Wednesday, June 21, 2017

I know not what

Yellow Trout Lily
Erythronium americanum

Lily-yellow, tiger-gold the color of the sunlight flooding down on summer solstice like blessings, like good fortune, a healing and flourishing.

Eastern Tiger Swallowtail basking
Papilio glaucus

Under glowing leaves that undulate in the wind will I find one glorious afternoon to own my life; all mine, to do with as I will. 


Wild Sarsparilla
Aralia nudicaulis

Last evening, solstice eve, I and my wild-loving sisters tended to the native gardens by the lake near my home.

Together we weeded, planted, watered, sharing our bodily energy to care for native habitat of many species of flowers, sedges, and grasses. All out of real love for the monarch butterfly and every other insect, bird and person that it nurtures.

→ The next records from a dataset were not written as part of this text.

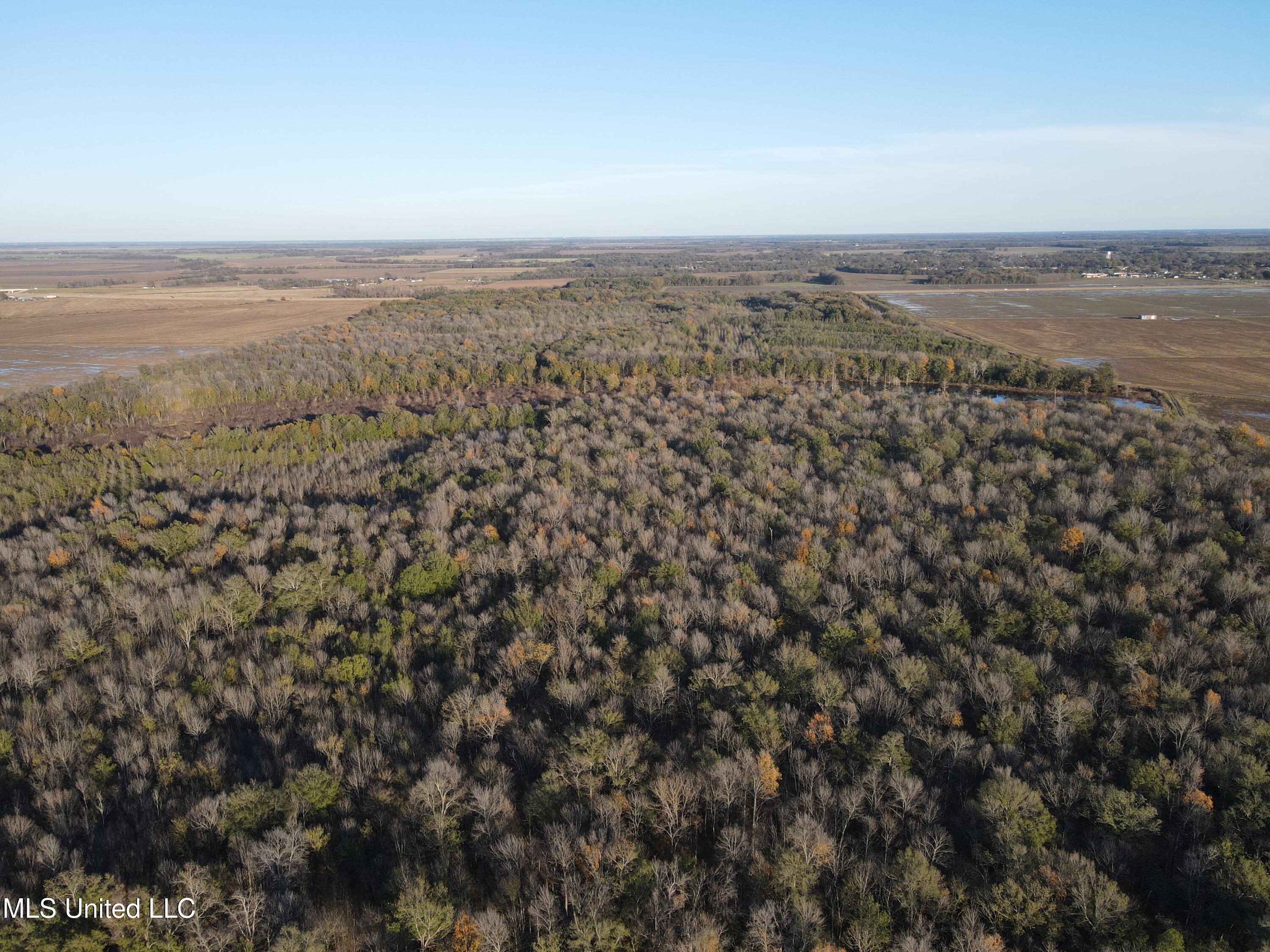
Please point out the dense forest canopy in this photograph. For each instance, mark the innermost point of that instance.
(613, 617)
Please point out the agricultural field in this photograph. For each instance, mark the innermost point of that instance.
(624, 617)
(1211, 347)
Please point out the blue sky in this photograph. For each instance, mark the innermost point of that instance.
(365, 121)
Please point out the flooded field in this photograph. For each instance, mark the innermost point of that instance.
(44, 366)
(1208, 346)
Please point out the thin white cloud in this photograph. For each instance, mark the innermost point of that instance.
(1147, 176)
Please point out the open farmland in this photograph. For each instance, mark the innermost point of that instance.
(1211, 347)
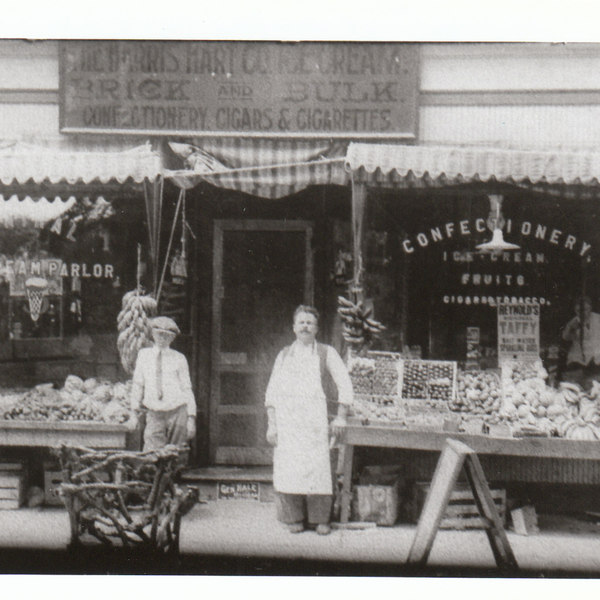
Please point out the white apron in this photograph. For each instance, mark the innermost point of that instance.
(301, 463)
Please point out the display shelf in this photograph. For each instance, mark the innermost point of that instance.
(76, 433)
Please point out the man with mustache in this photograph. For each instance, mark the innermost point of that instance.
(298, 425)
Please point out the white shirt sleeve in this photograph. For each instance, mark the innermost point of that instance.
(183, 373)
(270, 395)
(340, 376)
(137, 389)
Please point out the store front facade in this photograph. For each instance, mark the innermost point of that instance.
(266, 216)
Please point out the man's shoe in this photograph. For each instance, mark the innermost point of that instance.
(295, 527)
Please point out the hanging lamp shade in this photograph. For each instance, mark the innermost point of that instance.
(497, 243)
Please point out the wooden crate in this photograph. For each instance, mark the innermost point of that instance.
(461, 512)
(13, 485)
(52, 481)
(376, 503)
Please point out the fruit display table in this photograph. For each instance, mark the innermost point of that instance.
(51, 434)
(384, 436)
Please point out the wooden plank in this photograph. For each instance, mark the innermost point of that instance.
(10, 467)
(243, 455)
(394, 437)
(348, 458)
(46, 435)
(10, 493)
(10, 479)
(465, 510)
(471, 523)
(215, 383)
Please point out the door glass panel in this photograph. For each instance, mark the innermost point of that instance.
(263, 281)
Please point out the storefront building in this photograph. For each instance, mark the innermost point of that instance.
(265, 149)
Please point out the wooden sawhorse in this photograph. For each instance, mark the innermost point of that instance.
(454, 457)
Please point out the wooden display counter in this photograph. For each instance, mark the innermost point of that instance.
(388, 436)
(42, 434)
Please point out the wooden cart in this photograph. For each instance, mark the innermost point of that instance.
(125, 499)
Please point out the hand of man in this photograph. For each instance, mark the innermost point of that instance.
(272, 435)
(337, 426)
(191, 427)
(132, 422)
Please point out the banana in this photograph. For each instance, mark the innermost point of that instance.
(345, 302)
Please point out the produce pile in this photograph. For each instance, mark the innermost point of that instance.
(77, 400)
(477, 392)
(369, 410)
(362, 371)
(580, 420)
(428, 380)
(527, 398)
(375, 384)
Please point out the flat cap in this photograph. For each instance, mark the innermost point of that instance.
(165, 324)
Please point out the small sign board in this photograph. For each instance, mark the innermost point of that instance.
(518, 331)
(238, 490)
(473, 347)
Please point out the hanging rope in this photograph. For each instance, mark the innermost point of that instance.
(359, 196)
(153, 195)
(166, 262)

As someone who tends to go my own way, I too rarely seek out the joys of fellowship. I suffer from the self-imposed delusion that I am a misfit in almost any group of three or more people.

But the gardening women are lovely, kind and funny. Practical and full of earth knowledge, as you would expect from persons living close to the soil. They share their wisdom generously with all who ask.

It seems strange to me that I still seek role models for how to live my life when I am at this age. Life is a work in progress. Still I am trying on ways of being like identities for the choosing, wondering, Is this it? Does this feel like a life that makes sense?  

But how else could it be. Life needs to change as I change,  something I am mulling over now more than ever as we think about where we want to make our next home.

Because the answer to those questions depends on the life I and we want to live; and on my clarity and bravery about that life, which are currently in short supply.

Bunchberry
Cornus canadensis

When my thoughts circle and circle, I know it is time to stop thinking. Go outside. Be animal, be spirit, be present and unminding and unknowing. Now, the yellow-rumped warbler calls again and again, his voice carried on a south wind through my open windows. I'm coming!


Stemless Lady's-Slipper ready to bloom
Cypripedium acaule

I send to you solstice blessings, my wild-loving friends in both hemispheres. I wish you a hopeful bright spot today, a restorative retreat of sorts, even if only of the mind.




 All of the images in this post were taken about a week ago along the North Shore of Lake Superior, where we stayed in a small wooden cabin hugging the lake, windows open all night to the sound of waves hitting the shore.